The Humanitarian Arithmetic

For three months, 9.6 million people lived with the consequences of a policy that served no discernible strategic purpose. The blackouts were not incidental. They were the mechanism. The theory, never stated openly, is that enough economic pain will cause the Cuban people to rise up against their government, or cause the government to collapse under its own weight. This theory has been tested for sixty-four years. It has not worked. It has produced suffering. It has not produced change.

The people who lose power when the grid goes down are not government officials. They are not military officers. They are elderly people in apartments without air conditioning. They are patients in hospitals where the backup generators run for hours, not days. They are parents trying to keep food from spoiling in a country where food is already scarce. The cost of the blockade is measured in human misery distributed with perfect regressivity, falling hardest on those with the least.

And now a Russian tanker is bringing 730,000 barrels of oil, enough to provide some relief for some period of time, and the man who ordered the blockade says he has "no problem" with it. The reversal is not compassion. It is not strategy. It is the sound of a policy that has no theory of success bumping into a reality it cannot ignore without embarrassment.

What the Tanker Reveals

The Anatoly Kolodkin is not a geopolitical masterstroke by Moscow. Russia has been supplying oil to Cuba intermittently for years, sometimes as a favour to an old ally, sometimes to irritate Washington, sometimes because a transaction is a transaction. The shipment is significant not because of what Russia gains, but because of what it exposes about American power and its limits.

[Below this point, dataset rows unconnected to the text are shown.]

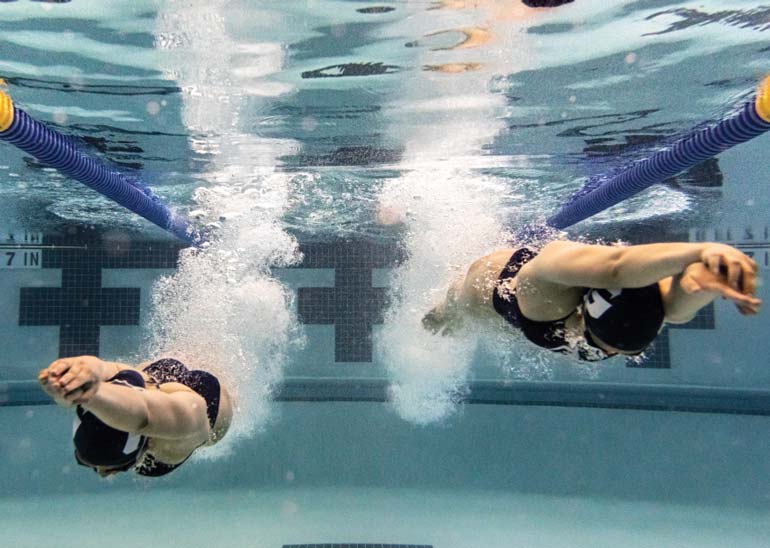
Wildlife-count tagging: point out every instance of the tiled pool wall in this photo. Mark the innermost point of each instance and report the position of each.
(95, 300)
(92, 292)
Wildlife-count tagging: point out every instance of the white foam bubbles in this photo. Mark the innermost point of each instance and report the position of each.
(451, 221)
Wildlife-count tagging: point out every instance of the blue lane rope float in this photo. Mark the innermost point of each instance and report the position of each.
(698, 145)
(56, 150)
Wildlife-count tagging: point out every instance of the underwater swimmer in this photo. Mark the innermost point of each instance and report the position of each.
(148, 419)
(597, 301)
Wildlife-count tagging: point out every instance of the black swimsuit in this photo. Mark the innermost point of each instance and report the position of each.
(548, 334)
(203, 383)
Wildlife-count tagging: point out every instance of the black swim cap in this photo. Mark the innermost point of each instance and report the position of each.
(626, 319)
(97, 444)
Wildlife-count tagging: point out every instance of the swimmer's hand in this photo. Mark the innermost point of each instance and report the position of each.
(737, 270)
(71, 381)
(699, 278)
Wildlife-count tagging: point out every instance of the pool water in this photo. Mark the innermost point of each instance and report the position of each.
(351, 157)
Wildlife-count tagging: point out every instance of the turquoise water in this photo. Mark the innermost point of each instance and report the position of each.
(433, 128)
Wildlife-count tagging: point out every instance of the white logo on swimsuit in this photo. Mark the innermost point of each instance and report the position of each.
(596, 304)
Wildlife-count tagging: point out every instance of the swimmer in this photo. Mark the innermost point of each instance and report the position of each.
(148, 419)
(598, 301)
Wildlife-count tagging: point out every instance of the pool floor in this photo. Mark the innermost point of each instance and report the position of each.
(274, 518)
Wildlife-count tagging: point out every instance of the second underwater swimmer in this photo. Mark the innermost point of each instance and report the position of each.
(597, 301)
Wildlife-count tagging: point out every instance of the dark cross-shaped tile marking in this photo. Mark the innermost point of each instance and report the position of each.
(81, 305)
(353, 306)
(660, 356)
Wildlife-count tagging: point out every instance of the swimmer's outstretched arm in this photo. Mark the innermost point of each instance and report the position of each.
(171, 412)
(688, 292)
(574, 264)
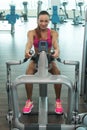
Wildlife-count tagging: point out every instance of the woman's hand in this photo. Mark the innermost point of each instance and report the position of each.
(56, 54)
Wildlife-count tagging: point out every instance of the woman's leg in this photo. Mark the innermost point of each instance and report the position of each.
(29, 87)
(55, 71)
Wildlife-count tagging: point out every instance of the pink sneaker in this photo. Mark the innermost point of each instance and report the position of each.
(28, 107)
(58, 108)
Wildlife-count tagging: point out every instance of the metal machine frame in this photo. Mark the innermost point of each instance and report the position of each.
(42, 78)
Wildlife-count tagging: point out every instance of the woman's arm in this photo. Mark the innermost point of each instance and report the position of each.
(29, 43)
(55, 44)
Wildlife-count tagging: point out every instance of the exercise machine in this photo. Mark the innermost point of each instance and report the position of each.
(55, 17)
(43, 78)
(84, 63)
(63, 15)
(25, 12)
(12, 17)
(78, 19)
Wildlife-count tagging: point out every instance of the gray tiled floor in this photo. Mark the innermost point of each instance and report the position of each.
(12, 48)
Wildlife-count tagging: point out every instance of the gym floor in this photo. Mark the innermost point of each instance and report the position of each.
(12, 48)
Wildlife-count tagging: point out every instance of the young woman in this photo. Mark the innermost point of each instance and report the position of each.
(33, 38)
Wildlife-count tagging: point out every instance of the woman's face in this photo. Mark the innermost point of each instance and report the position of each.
(43, 21)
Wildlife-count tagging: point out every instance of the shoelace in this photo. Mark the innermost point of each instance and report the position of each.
(28, 104)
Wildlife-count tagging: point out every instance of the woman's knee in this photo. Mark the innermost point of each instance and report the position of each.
(31, 68)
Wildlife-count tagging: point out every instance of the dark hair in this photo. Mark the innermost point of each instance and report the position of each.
(43, 12)
(38, 31)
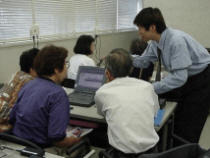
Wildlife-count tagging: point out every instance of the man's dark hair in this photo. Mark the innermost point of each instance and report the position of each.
(83, 45)
(138, 46)
(50, 58)
(27, 59)
(150, 16)
(119, 63)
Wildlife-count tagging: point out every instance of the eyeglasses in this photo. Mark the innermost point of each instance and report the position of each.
(67, 64)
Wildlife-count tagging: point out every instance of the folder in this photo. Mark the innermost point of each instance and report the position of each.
(159, 118)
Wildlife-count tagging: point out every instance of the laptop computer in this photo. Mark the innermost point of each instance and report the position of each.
(88, 80)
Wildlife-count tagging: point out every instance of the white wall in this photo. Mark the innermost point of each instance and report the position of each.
(9, 56)
(190, 16)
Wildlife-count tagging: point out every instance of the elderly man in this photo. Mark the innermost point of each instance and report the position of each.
(129, 106)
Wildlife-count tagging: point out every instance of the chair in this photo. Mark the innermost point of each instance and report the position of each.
(204, 140)
(68, 83)
(17, 140)
(192, 150)
(21, 141)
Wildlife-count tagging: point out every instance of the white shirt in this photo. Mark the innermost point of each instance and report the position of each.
(76, 61)
(129, 106)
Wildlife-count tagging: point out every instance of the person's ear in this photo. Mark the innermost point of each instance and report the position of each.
(153, 27)
(33, 72)
(109, 76)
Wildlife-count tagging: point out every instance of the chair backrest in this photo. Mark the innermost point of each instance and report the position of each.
(204, 140)
(17, 140)
(68, 83)
(185, 151)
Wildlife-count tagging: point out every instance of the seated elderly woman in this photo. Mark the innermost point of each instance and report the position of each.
(41, 113)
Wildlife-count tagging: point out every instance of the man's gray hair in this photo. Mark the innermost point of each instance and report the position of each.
(119, 63)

The United States can blockade Cuba. It has the naval capacity, the economic leverage, and the legal framework to prevent almost any commercial vessel from reaching the island. It did exactly that for twelve weeks. And at the end of those twelve weeks, it let a Russian tanker through because the alternative, maintaining a humanitarian crisis that was generating international condemnation while achieving nothing, was more embarrassing than the reversal.

This is what the decline of coherent strategy looks like. Not weakness in the traditional sense, not a lack of aircraft carriers or sanctions infrastructure, but an inability to connect means to ends. The United States can exert enormous pressure. It can cause enormous suffering. What it cannot do, and has not been able to do for sixty-four years, is explain what the suffering is for.

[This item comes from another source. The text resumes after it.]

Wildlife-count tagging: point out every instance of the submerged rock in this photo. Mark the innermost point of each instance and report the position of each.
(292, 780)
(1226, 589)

Kennedy could explain it. You might disagree with his explanation, but it existed. It had a logic. It connected to a worldview. Today the explanation is: because we always have. Because Florida. Because no president wants to be the one who "lost" Cuba, a phrase that makes no sense when you examine it, because Cuba was never America's to lose, but which carries enough political weight to sustain a policy that has outlived every justification ever offered for it.

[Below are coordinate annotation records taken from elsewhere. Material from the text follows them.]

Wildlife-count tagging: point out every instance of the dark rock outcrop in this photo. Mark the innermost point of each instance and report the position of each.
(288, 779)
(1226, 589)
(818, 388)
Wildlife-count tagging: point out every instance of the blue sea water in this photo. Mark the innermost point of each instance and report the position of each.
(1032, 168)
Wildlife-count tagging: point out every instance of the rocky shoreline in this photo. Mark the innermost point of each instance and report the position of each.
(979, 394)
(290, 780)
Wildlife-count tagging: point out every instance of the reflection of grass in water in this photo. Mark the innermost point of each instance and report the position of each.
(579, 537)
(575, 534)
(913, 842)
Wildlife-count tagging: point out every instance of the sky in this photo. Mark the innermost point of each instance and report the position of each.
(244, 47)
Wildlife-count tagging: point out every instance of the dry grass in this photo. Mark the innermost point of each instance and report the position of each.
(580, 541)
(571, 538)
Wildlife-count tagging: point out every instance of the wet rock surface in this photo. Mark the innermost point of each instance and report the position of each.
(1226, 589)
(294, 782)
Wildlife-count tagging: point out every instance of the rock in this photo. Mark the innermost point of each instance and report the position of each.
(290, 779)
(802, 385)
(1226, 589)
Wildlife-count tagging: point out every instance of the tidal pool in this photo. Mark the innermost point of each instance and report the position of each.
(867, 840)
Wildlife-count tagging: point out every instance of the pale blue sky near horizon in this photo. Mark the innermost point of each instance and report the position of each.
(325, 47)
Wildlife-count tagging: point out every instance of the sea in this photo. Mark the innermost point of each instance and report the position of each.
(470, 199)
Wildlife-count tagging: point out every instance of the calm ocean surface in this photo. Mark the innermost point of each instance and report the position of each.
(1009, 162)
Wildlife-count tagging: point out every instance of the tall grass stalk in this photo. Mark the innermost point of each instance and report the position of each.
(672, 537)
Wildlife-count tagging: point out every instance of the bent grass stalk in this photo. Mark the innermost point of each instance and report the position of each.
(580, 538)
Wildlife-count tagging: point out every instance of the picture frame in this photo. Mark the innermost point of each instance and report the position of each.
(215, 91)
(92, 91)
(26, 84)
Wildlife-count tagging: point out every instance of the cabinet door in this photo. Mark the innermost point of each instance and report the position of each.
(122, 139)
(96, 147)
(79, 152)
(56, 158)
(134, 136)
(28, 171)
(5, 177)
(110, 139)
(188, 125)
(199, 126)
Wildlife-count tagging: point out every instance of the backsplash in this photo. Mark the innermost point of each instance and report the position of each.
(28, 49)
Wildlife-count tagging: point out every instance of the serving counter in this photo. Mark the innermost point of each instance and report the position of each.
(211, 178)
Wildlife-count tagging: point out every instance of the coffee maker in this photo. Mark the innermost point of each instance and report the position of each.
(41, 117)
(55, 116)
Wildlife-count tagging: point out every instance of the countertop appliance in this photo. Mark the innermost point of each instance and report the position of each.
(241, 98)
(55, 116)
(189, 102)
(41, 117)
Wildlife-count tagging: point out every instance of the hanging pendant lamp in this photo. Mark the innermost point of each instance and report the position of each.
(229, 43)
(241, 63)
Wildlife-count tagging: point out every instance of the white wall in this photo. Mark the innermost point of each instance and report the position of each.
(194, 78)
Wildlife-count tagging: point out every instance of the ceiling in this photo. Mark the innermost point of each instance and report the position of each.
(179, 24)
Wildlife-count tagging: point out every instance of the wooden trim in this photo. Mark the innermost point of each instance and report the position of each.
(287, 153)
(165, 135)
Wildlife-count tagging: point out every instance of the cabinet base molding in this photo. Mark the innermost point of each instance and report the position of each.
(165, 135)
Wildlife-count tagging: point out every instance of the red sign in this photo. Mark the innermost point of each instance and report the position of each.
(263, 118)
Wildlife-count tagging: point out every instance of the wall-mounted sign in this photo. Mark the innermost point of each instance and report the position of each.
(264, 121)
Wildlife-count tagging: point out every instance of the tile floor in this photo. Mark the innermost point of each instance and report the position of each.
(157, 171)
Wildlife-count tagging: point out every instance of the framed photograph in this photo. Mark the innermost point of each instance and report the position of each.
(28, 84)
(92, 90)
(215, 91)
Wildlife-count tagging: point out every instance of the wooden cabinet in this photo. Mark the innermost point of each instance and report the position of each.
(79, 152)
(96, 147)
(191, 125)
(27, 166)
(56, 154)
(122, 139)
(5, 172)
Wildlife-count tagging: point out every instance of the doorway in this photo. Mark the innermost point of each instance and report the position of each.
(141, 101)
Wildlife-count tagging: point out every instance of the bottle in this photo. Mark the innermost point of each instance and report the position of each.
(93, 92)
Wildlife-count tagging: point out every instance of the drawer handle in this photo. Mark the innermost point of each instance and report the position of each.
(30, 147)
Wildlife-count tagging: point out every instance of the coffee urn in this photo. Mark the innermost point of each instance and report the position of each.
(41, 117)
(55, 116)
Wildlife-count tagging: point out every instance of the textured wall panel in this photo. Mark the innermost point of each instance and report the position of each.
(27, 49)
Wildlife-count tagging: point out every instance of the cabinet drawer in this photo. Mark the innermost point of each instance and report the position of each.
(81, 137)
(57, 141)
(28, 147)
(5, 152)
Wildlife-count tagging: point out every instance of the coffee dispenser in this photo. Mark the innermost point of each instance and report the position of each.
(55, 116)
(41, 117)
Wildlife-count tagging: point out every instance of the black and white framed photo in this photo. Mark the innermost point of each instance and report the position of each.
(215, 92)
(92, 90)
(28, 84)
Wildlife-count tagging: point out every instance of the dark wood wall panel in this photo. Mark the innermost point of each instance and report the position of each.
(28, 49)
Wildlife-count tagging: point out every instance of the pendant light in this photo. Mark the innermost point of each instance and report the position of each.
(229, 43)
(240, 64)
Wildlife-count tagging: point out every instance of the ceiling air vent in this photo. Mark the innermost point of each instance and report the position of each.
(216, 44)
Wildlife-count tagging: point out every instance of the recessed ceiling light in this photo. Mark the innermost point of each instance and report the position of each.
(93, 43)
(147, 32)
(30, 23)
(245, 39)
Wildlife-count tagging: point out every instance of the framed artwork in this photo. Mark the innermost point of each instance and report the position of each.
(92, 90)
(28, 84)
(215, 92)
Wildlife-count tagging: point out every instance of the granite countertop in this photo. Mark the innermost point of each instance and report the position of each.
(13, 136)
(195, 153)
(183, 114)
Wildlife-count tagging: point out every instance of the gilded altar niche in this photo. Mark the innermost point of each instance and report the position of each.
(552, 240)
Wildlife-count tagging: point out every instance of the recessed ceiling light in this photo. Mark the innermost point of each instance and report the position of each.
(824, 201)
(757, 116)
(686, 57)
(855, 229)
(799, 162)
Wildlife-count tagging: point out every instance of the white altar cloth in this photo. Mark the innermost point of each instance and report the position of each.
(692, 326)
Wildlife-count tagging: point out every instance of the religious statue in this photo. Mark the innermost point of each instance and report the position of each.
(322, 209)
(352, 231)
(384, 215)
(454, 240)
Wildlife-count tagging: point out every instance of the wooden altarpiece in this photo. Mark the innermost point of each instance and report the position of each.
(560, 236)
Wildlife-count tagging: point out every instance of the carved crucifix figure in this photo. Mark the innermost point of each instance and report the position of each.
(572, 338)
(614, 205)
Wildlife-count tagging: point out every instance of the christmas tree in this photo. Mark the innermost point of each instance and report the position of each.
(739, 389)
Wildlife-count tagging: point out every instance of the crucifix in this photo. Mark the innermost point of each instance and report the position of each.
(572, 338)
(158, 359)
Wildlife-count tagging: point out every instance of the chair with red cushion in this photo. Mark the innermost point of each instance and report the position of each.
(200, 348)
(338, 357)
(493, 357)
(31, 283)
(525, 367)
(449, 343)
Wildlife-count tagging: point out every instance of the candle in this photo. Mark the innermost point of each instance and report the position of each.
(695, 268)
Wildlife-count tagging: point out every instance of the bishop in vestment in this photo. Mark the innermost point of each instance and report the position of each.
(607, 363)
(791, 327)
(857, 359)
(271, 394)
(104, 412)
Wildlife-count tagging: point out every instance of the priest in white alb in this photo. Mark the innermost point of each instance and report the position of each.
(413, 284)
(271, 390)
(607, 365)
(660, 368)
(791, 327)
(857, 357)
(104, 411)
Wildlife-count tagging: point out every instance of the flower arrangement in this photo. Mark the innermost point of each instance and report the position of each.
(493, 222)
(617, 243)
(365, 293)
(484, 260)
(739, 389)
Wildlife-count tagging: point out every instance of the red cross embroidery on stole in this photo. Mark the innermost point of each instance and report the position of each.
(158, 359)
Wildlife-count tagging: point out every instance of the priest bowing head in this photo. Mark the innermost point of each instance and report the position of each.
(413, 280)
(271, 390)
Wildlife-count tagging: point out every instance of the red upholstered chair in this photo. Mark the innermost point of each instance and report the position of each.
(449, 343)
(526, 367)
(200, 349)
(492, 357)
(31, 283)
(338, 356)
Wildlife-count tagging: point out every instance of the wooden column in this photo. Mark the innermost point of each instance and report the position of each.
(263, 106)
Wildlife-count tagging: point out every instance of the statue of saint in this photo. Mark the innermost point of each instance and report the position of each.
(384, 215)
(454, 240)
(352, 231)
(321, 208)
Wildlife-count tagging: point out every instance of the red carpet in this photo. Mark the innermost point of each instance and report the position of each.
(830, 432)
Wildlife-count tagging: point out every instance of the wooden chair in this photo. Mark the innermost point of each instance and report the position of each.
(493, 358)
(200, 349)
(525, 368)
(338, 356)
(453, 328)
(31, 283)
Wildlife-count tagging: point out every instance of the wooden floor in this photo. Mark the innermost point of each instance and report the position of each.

A Russian tanker is sailing to Cuba with American permission. The blockade blinked. It will blink again, or it will not, depending on what is convenient. That is not foreign policy. It is reflexive muscle memory from an empire that has forgotten why it clenched its fist in the first place.


This article draws on reporting from the New York Times, Reuters, AFP, and Deutsche Welle, ship tracking data for the Anatoly Kolodkin, United Nations General Assembly voting records on the US embargo (annual resolutions since 1992), and historical records of US-Cuba relations from the Council on Foreign Relations.

Overwatch Report is an independent publication. We have no financial positions in any entity mentioned.